Colombia’s economy has had a quiet year compared to its neighbors. Next to the financial mess of Venezuela and the gleaming prospects of Peru, Colombia did not make much noise in the world of international financial news.
But that does not mean that the country has nothing to look forward to. After GDP growth of 4.5 percent in 2013, down from 4.8 percent the previous year due to weak overseas demand and a sluggish manufacturing sector, but still relatively solid. Colombia is headed for another year of decent growth in 2014.
Trading Economics predicts the economy will expand by 3.07 percent, while the Central Bank of Colombia pegs growth at 4 percent. The BBVA Research Center predicts it will go up 5 percent.
But Colombia’s economy, mostly driven by oil and mining, has taken a hit from falling overseas demand: Colombia grew 6.6 percent in 2011, but has steadily declined since. That’s because its biggest trading partners, chiefly the U.S., are still on the way to a strong recovery.
“The economy will grow this year at similar levels to 2012, and that’s decent growth considering other countries are expanding below that level,” central bank Chief José Darío Uribe said.

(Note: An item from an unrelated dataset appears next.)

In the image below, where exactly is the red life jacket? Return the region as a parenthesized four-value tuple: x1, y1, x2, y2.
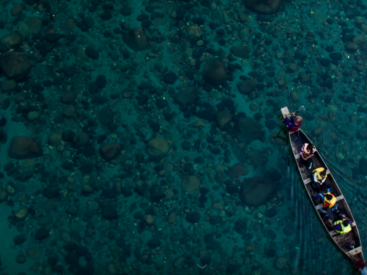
(288, 124, 301, 132)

Private consumption will speed up in the new year, according to BBVA Research, along with investment. The bank forecasts that consumption will be up 4.4 percent, and fixed investment will grow 7.1 percent.

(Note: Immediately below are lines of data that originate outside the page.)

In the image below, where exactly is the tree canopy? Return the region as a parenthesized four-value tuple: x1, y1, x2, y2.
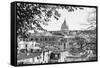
(16, 2, 84, 39)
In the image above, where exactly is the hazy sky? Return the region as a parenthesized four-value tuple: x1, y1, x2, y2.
(41, 7, 96, 31)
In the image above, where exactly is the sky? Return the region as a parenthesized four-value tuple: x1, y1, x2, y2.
(41, 7, 96, 31)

Inflation will drop from the current 2.14 percent to 1.69, according to Trading Economics — a far cry from other Latin American countries with economies of similar size like Argentina, which has 25 percent inflation, and Venezuela, which having surpassed 30 percent tops the list of countries with exploding prices in the region.
As with many other cases in the region, unemployment is the weak spot of the Colombian economy. 2013 ended with a 8.48 percent rate, with a slight rise in the last quarter. Even though unemployment percentages are larger than in other countries, they are down from Colombia’s historical high of 17.48 percent in 2012.